The Chronicle's TOM STIENSTRA: "After a six-month winter, Tioga Road will open Friday on a limited basis with access to the high country of Yosemite National Park. The Lassen Park Highway will open Saturday afternoon. Full operations at Echo Lake near Tahoe, Caples Lakenear Carson Pass, and a dozen campgrounds in the Lakes Basin Recreation Area also will commence this weekend."


"Two weeks from Fourth of July weekend, summer finally is arriving to the flank of the Sierra Nevada. Hot sun in the past 10 days has melted snow across millions of acres of national forest up to about 7,500-foot elevations in California’s mountain country. That is allowing rangers to open roads and trails for camping, hiking and boating at hundreds of small lakes and streams."


"At the same time, many high-country wilderness areas remain inaccessible. Snow depths higher than 10 feet this week include at the Pacific Crest Trail above 9,500-foot Leavitt Lake near Sonora Pass, at 7,707-foot Grouse Ridge in the Bowman Lakes Recreation Area north of Tahoe, and at the 8,500-foot staging area for the trailhead for Lassen Peak."
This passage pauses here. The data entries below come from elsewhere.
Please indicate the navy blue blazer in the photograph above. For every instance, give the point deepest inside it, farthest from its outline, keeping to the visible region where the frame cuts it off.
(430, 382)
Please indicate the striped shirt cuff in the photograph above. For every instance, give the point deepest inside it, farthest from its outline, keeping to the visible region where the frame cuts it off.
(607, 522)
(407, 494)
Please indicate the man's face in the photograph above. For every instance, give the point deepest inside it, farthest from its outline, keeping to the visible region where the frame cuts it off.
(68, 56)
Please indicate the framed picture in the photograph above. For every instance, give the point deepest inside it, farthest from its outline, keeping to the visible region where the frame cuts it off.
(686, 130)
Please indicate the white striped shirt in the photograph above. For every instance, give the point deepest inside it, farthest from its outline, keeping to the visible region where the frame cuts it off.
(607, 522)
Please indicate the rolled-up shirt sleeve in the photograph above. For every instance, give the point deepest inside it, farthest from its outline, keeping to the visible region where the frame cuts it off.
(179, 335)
Will Trump's 5G push interfere with forecasting deadly storms in California and US?


LA Times's SUSANNE RUST: "As atmospheric rivers dumped record volumes of rain on California this spring, emergency responders used the federal government’s satellites to warn people about where the storms were likely to hit hardest."
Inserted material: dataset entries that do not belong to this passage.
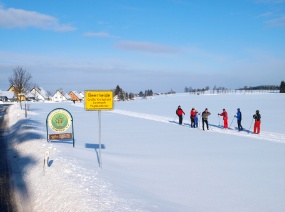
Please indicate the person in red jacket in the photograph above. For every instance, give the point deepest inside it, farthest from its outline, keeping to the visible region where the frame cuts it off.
(257, 122)
(193, 113)
(179, 113)
(225, 118)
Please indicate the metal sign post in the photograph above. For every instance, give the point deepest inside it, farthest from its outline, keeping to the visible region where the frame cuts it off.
(99, 100)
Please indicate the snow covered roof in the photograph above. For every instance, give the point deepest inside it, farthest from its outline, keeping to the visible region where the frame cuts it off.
(8, 94)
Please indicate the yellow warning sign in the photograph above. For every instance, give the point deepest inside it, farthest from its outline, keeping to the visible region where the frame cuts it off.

"Many government scientists say such warnings may become a thing of the past if the Trump administration’s Federal Communications Commission pushes forward with plans to auction off radio frequency bands adjacent to one that weather forecasters use."


"In May, the FCC finished accepting bids on a radio frequency bandwidth that agency officials say will enable U.S. companies to compete in the 5G wireless field, which offers the tantalizing prospect of a much faster, more reliable cellphone signal. Nearly 30 cellular companies bid on nearly 3,000 licenses, bringing in more than $2 billion."


Iran shoots down Navy Drone, US Says, ratcheting up tensions in Persian Gulf


LA Times's DAVID S CLOUD: "A Navy reconnaissance drone was shot down by a missile fired from Iran, the Pentagon said Thursday, but U.S. and Iranian military officials disputed whether the unmanned aircraft was in Iranian airspace."


"The shootdown follows weeks of escalating tensions between Tehran and Washington, including mine explosions on two oil tankers that the Trump administration has blamed on Iran."


"The incident is the most serious military clash between the U.S. and Iran since the Pentagon began beefing up its presence in the Middle East in early May, saying intelligence indicated that Iran was preparing to attack U.S. forces or allies."